Initiative aims to incorporate youth into future of rural US
A new initiative aims to empower young people to use stories and digital technologies to learn about the future of rural America, document local history and foster important discussions about their community’s future, leading to opportunities for local youth to become storytellers on behalf of their community.
The Rural Community Assistance Partnership’s Rural Homecoming program has partnered with the Smithsonian Institution’s Museum on Main Street program for the “Coming Home: Stories from Main Street” initiative.
Rural communities can participate in Coming Home in two ways. Communities can celebrate RCAP’s Rural Homecoming to reconnect with their hometown by downloading a free toolkit providing communications and social media toolkits and event ideas to help tell stories driven by their local communities.
Communities also can participate in Coming Home by applying to be a Coming Home community through the Museum on Main Street program.

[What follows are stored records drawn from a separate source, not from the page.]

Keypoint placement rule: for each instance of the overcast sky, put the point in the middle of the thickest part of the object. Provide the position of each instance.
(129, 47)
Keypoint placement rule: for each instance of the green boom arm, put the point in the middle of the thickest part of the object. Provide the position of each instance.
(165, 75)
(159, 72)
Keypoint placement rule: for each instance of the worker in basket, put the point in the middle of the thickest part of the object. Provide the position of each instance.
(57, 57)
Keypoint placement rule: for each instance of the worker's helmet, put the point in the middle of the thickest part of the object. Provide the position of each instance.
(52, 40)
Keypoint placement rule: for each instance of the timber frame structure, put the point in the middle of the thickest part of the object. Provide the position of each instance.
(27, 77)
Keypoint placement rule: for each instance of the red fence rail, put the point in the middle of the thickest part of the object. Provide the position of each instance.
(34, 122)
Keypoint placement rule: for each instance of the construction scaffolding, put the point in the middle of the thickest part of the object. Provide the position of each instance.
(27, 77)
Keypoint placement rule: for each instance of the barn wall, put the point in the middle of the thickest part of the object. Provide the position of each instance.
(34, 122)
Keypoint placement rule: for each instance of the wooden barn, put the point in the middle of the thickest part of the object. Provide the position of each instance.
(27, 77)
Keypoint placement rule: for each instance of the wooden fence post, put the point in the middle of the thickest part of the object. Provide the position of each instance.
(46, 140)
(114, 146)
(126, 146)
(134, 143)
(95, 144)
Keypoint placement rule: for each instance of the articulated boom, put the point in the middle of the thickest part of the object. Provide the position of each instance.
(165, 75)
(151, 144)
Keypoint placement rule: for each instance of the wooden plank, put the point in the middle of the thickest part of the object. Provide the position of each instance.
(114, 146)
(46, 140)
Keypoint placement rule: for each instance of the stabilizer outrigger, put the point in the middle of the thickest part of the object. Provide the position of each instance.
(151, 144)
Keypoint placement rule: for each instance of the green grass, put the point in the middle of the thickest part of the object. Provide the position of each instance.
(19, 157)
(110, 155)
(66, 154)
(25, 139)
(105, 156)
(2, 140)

Through the competitive process, communities which are selected will work with young people in their community to create video projects focused on telling the community’s stories, past, present and future.
“This partnership between RCAP and the Smithsonian is a special partnership, one grounded in the belief that young people in rural communities are change-makers who are poised to lead their communities,” RCAP CEO Nathan Ohle said. “Coming Home: Stories from Main Street will give students the tools necessary to become storytellers, to highlight the innovation that makes their community special and enable them to become leaders now and in the future.”
For more than 45 years, RCAP has worked with tens of thousands of rural and tribal communities building capacity at the local level and bringing awareness to the innovation and collaboration happening across rural America. The Rural Homecoming program is a free resource for communities that uses activities to reconnect people with their rural hometowns and tell their stories.
To apply to be a Coming Home community or to download the toolkit, please visit museumonmainstreet.org/cominghome. Questions can be directed to Museum on Main Street at moms@si.edu.
RCAP is a national nonprofit network providing opportunity, assistance and practical guidance to small communities in all 50 states, U.S. territories and tribal lands to ensure access to safe drinking water, sanitary wastewater disposal and economic prosperity. To learn more, visit www.rcap.org.
Museum on Main Street is a signature Smithsonian initiative for rural America, which works with state partners to provide traveling exhibitions, rich humanities programs and capacity development. Since 1994, MoMS has served more than 1,800 rural towns across every state.